In regional work on ethics and bias, a recurring issue is that many systems used in the Balkans are trained primarily on English-language data, which can crowd out local perspectives and context. At the same time, many countries in the region are still building basic strategies and rules for ethical AI, leaving public institutions, media, and education systems without clear operating standards for these tools. This combination increases the risk of unfair outcomes and unaccountable decision-making, especially when AI outputs are treated as authoritative.

What AI agents make possible
AI agents extend LLMs from answering into doing. In practice, this means workflows that can search, summarize, draft, classify, translate, and support case handling or investigative research at speed. In public-interest settings, this can reduce administrative burden, help teams process information faster, and expand access to services or knowledge for people who lack time or expertise.
The opportunity is real, but it depends on a disciplined approach. The systems work best when their role is clear, their outputs are reviewable, and humans remain accountable for final decisions, especially in political, historical, and public communication contexts.
The risk profile that matters most
The main risk is not only that an output is wrong. It is that the output can sound confident while subtly changing framing, tone, and emphasis, which can distort public understanding on sensitive topics. The discussion aligned with a key finding from the referenced research: chatbots should not be treated as stable, independent sources for political and geopolitical issues because their answers can shift in tone and framing.
A second major risk is invisible dependency. When institutions or journalists rely on one model, one vendor, or one interface, small biases and systematic omissions become harder to detect and easier to amplify. This is especially concerning in environments already affected by information disorder and polarization.
A practical governance agenda
The roundtable contribution can be distilled into three core messages.
First, increase transparency from AI developers.

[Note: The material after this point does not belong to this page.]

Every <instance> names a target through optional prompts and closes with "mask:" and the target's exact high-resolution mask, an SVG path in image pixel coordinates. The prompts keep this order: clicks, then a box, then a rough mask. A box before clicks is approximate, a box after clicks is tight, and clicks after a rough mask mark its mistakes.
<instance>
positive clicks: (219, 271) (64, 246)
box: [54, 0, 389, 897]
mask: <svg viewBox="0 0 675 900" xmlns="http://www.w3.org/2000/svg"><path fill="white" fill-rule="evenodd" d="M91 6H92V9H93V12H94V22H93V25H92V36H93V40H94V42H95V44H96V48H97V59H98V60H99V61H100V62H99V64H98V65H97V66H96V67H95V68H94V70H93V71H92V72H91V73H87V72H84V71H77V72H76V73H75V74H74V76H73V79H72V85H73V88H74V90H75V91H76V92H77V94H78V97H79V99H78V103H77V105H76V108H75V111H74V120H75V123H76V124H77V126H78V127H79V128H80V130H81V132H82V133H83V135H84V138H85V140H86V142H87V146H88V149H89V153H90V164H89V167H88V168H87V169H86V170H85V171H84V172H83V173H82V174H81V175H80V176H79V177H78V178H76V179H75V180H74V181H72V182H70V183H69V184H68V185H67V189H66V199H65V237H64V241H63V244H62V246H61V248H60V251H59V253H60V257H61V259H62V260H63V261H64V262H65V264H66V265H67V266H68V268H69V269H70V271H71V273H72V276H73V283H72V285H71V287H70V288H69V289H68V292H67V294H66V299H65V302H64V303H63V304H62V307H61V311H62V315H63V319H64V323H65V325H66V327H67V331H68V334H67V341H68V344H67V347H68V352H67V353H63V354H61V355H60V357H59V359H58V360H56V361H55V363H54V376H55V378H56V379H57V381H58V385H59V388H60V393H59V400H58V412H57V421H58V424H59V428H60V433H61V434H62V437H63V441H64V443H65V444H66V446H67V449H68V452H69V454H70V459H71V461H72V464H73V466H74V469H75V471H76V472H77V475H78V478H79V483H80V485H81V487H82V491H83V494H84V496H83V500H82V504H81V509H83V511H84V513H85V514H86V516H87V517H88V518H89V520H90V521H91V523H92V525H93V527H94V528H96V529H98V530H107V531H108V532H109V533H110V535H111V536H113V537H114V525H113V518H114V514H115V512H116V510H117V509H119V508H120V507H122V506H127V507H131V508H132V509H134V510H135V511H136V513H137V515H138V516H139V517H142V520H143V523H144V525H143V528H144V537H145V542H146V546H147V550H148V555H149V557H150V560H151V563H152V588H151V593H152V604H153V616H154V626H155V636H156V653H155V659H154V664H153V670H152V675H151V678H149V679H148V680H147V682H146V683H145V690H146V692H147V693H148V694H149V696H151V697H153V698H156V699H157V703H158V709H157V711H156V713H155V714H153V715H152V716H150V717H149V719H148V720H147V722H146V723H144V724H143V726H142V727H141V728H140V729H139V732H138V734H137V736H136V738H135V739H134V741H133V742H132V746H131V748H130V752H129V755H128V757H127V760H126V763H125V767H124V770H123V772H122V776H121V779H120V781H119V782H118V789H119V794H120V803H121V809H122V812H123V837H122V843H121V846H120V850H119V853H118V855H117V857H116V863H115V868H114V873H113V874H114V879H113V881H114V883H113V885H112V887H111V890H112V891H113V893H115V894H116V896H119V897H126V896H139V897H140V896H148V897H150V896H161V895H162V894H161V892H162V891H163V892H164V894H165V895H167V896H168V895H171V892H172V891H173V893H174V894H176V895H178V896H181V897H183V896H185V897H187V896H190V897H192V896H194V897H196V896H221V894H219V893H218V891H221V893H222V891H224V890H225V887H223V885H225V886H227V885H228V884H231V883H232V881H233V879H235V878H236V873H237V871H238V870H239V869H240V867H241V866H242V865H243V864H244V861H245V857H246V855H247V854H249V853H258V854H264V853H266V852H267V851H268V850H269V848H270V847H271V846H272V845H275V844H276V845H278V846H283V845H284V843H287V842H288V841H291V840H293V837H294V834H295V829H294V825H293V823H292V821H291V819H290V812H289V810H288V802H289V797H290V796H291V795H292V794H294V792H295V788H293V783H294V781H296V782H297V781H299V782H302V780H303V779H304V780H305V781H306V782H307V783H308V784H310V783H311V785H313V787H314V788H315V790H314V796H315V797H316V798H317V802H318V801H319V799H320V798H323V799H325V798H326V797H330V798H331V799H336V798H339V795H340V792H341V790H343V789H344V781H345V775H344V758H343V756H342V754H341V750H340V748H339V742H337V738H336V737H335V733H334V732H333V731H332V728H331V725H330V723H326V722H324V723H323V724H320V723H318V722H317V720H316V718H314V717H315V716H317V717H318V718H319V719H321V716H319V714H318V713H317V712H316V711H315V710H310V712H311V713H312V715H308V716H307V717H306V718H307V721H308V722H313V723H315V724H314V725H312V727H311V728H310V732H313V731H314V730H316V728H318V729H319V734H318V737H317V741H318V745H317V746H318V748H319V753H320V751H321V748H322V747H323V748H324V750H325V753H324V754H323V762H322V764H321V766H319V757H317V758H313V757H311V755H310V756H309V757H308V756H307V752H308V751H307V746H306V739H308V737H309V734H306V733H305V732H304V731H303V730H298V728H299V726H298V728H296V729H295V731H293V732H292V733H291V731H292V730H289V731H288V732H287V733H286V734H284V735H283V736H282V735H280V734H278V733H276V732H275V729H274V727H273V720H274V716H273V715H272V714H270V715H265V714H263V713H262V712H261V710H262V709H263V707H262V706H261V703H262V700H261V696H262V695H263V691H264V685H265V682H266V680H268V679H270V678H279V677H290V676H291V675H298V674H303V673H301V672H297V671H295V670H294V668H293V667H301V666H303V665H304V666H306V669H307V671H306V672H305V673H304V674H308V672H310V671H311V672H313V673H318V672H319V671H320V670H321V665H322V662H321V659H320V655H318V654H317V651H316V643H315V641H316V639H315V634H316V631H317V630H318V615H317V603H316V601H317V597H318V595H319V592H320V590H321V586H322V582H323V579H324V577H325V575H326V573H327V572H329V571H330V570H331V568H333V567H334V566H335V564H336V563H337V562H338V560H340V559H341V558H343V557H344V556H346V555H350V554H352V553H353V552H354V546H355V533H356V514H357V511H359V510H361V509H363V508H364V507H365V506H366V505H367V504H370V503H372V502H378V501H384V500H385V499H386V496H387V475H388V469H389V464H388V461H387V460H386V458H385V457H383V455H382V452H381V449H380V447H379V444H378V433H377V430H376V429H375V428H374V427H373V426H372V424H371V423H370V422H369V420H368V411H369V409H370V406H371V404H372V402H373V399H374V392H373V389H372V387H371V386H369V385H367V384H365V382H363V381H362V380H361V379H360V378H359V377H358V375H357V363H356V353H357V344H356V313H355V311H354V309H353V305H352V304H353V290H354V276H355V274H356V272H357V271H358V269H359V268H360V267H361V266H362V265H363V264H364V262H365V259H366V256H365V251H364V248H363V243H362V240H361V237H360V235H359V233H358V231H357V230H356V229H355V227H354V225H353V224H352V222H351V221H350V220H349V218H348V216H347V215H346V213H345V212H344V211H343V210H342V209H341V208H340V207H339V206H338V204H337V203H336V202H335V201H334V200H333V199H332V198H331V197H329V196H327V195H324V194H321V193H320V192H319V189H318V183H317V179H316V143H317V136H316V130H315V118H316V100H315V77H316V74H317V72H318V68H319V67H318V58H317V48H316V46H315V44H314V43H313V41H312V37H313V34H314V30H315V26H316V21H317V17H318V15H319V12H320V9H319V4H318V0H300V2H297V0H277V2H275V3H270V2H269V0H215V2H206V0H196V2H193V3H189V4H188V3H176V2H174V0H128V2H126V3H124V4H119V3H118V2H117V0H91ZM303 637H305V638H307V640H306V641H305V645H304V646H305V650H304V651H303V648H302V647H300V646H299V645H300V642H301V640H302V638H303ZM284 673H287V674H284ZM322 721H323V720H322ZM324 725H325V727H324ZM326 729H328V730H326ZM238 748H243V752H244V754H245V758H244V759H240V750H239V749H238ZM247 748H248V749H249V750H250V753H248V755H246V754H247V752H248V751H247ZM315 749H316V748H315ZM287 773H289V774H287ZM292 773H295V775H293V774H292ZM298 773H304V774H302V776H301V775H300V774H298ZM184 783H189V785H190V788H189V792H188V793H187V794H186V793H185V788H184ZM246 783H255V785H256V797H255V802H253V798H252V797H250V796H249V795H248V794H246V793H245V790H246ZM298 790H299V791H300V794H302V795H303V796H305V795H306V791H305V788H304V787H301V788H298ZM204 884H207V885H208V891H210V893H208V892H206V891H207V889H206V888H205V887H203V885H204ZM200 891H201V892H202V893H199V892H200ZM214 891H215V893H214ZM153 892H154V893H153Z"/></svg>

Providers should publish meaningful information about data sources and the rules shaping model behavior, and they should document each phase of development to support traceability and accountability. Transparency is essential because LLMs are not fully neutral and can reflect the political and information environments where they were built.
Second, build institutional usage rules fast. Public institutions, schools, and media organizations should implement clear guidelines that state LLM outputs are not facts by default. This is an operational requirement for any organization that wants to prevent AI-generated errors from becoming institutional errors.
Third, require verification and reduce single-model dependence. Users, journalists, and researchers should double-check LLM outputs using trusted sources such as academic literature, official documents, or expert interviews, and they should avoid relying on one model for sensitive topics. Comparing outputs across models can help reveal inconsistencies and bias patterns that are otherwise easy to miss.